1 Een lied van bewaring. Van David. Hoed mij, God, bij U zoek ik toevlucht;
2 de Heer spreek ik: 'Gij zijt mijn Heer, mijn geluk. Boven U is er geen.'
3 Wat als goddelijk geldt in dit land, deze machten, - ik kan daarin mijn vreugde niet vinden.
4 Hun afgoden zijn zonder tal, en ieder haast zich tot hun dienst; ik pleng hun geen offers van bloed, neem hun namen niet op mijn lippen.

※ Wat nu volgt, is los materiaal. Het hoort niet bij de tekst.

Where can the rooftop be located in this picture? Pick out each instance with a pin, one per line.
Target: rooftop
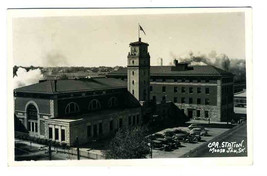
(199, 70)
(241, 94)
(67, 86)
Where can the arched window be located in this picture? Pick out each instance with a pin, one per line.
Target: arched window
(112, 102)
(72, 107)
(94, 105)
(32, 112)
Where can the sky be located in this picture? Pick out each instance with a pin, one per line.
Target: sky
(104, 40)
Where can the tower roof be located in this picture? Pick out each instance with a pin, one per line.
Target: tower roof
(138, 43)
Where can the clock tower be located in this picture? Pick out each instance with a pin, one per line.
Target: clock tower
(138, 71)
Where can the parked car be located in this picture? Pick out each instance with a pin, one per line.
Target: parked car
(180, 136)
(157, 144)
(163, 140)
(194, 125)
(158, 135)
(192, 138)
(168, 148)
(199, 131)
(169, 133)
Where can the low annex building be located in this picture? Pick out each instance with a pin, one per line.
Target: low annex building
(202, 92)
(62, 110)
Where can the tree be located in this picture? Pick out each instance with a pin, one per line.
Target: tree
(128, 144)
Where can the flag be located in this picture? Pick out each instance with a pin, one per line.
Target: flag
(140, 27)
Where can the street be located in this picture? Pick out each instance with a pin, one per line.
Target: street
(232, 144)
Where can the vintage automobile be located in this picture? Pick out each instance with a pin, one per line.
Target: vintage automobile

5 O Heer, Gij mijn erve, mijn beker, Gij handhaaft mijn erfgoed voor mij.
6 De meetsnoeren zijn mij gevallen in oorden van lieflijkheid: hoe bekoort mij mijn erfdeel!

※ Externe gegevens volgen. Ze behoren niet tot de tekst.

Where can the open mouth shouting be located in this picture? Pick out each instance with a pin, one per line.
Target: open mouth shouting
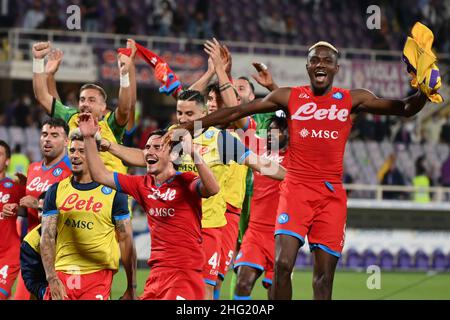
(151, 160)
(320, 76)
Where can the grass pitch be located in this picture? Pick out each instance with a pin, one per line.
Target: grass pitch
(348, 285)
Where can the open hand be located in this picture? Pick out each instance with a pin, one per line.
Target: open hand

7 Ik zegen de Heer om zijn leiding: zelf des nachts vermaant Hij mijn geweten.
8 Ik blijf op de Heer zien, bestendig; staat Hij naast mij, ik kom niet ten val.
9 Wel mag mijn hart zich verheugen, wel mag mijn geest zich verblijden: mij komt het niet te na - ik ben veilig.
10 Want Gij geeft mij niet prijs aan de dood, geen graf geeft Gij uw vrome voor ogen;
11 Gij leert mij wat de weg is ten leven, de volheid der vreugde waar Gij zijt: heerlijkheid, in uw schutse, voor immer.